Clashes, artillery fire hit Aleppo after truce expires

Smoke rises from reported opposition fire from buildings in an eastern government-held neighbourhood of the northern Syrian city of Aleppo.

Heavy clashes erupted between regime and rebel forces in Syria’s divided city of Aleppo after a “humanitarian” ceasefire announced by government ally Russia expired before the UN could evacuate wounded civilians from rebel-held areas.

Moscow had extended the unilateral “humanitarian pause” into a third day until 1600 GMT Saturday but announced no further renewal, as fierce fighting broke in several areas along the front line dividing the city, the Syrian Observatory for Human Rights reported.

Three people were wounded by shelling of the rebel-held Salaheddin and Al-Mashhad districts, they said, adding that the first air strikes since the end of the truce hit the opposition-controlled district of Sheikh Saeed where there was also heavy fighting.
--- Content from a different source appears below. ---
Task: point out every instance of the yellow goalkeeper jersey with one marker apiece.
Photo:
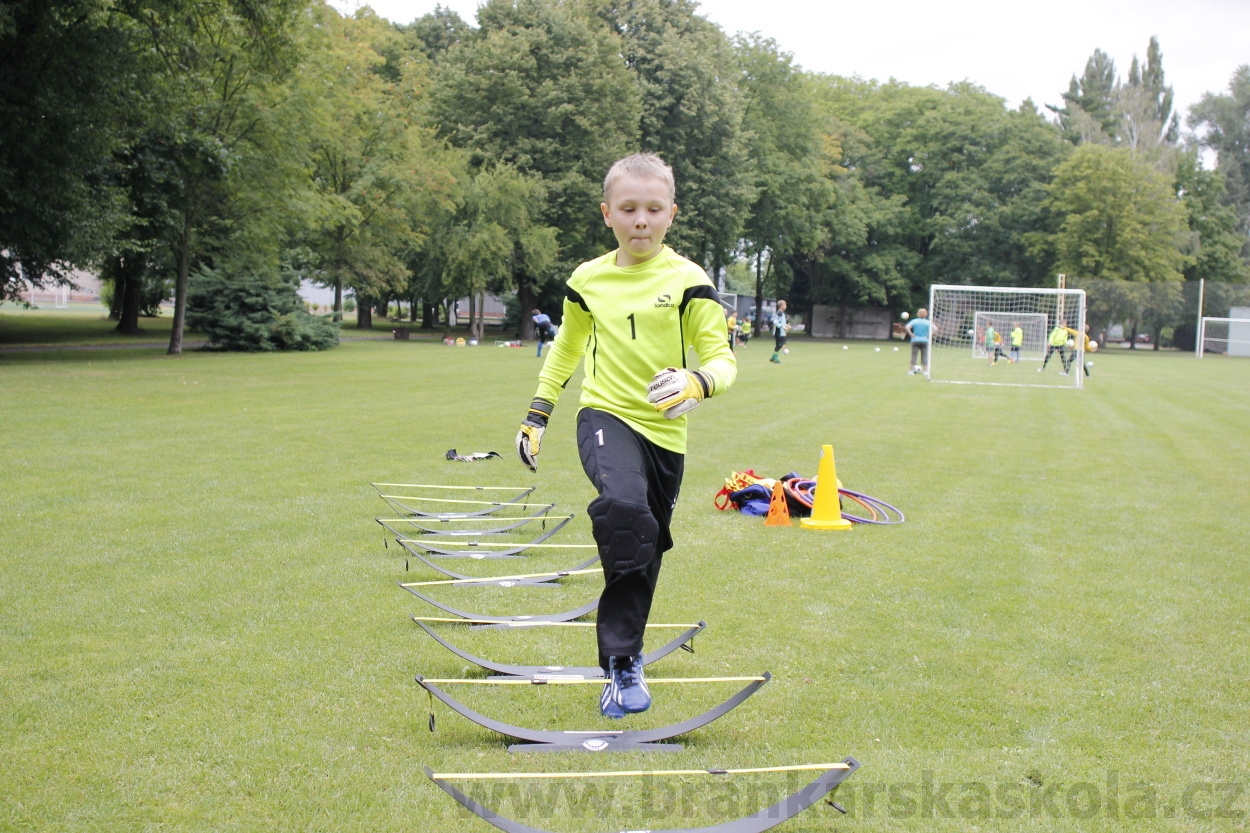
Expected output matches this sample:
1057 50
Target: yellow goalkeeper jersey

An AFP correspondent in rebel-held eastern districts also reported sounds of fighting and artillery fire.

Neither residents nor rebels of opposition-held districts heeded calls from Syria’s army and Moscow to leave during the ceasefire, after weeks of devastating bombardment and a three-month government siege.

The pause began on Thursday, and came after Moscow announced a temporary halt to the Syrian army’s campaign to recapture the divided city.
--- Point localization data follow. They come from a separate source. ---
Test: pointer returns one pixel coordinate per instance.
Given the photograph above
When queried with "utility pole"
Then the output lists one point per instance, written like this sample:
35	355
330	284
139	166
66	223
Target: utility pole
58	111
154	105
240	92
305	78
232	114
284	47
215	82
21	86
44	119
The army opened eight corridors for evacuations, but just a handful of people crossed through a single passage, with the others remaining deserted.

“Members of popular civil committees from regime districts entered the eastern neighbourhoods to try to evacuate the injured but failed,” Observatory head Rami Abdel Rahman said earlier Saturday.

Syrian state media and Russian authorities have accused rebels in the east of preventing civilians from leaving and using them as “human shields”.

Guarantees not received

More than 2,000 civilians have been wounded since the army launched its offensive to drive the rebels out of the eastern districts they have held since 2012. Nearly 500 people have been killed.

The United Nations had hoped to use the ceasefire to evacuate seriously wounded people, and possibly deliver aid.

But a UN official said Saturday the requisite security guarantees had not been received.

“You have various parties to the conflict and those with influence and they all have to be on the same page on this and they are not,” said David Swanson, a spokesman for the UN humanitarian office.

The UN had drawn up a four-day plan that was to start with two days of medical evacuations to west Aleppo, rebel-held Idlib province, and Turkey, and continue with more evacuations as well as aid deliveries.

No aid has entered Aleppo since July 7 and food rations will run out by the end of the month, UN chief Ban Ki-moon warned Thursday.

The UN had asked Moscow to consider extending the pause until Monday evening.

‘No third option’

Moscow accuses rebels of preventing civilians from leaving, with senior Russian military official Sergei Rudskoi accusing them of “using the ceasefire in their interests”.

“We are seeing them massing around Aleppo and preparing for another breakthrough into the city’s western neighbourhoods.”

Russia is a key ally of Syria’s government and began a military intervention in support of President Bashar al-Assad last September.

Kremlin spokesman Dmitry Peskov said in an interview set to air Saturday that the intervention was meant to “liberate” Syria and keep Assad in power.

“Either Assad is in Damascus, or Al-Nusra is,” he said, referring to former Al-Qaeda affiliate the Fateh al-Sham Front. “There is no third option here.”

The Observatory said earlier both rebels and regime forces appeared to be reinforcing their positions.

“The regime and the rebels are both bolstering their forces, which raises fears of a massive military operation if the ceasefire fails,” Abdel Rahman said.

Elsewhere in Aleppo province, Turkish forces and allied Syrian rebels were shelling the Kurdish-Arab Syrian Democratic Forces coalition in several villages.

Turkey considers the Kurdish militia that leads the SDF to be a “terrorist” organisation, and began an operation in Syria in August targeting both it and the Islamic State group.

On Friday, a UN human rights council resolution called for “a comprehensive, independent special inquiry into the events in Aleppo”.

It also demanded that warring parties provide unrestricted humanitarian access to desperate civilians and “end immediately all bombardments and military flights over Aleppo city”.

On Saturday, the White House condemned the Assad regime’s “defiance” of international norms after United Nations experts found the Syrian army had conducted three chemical weapons attacks against its own people in 2014 and 2015.

“The Syrian regime has violated the Chemical Weapons Convention and UN Security Council Resolution 2118 by using industrial chlorine as a weapon against its own people,” National Security Council spokesman Ned Price said in a statement.

The US is working to bring those responsible to account, he added.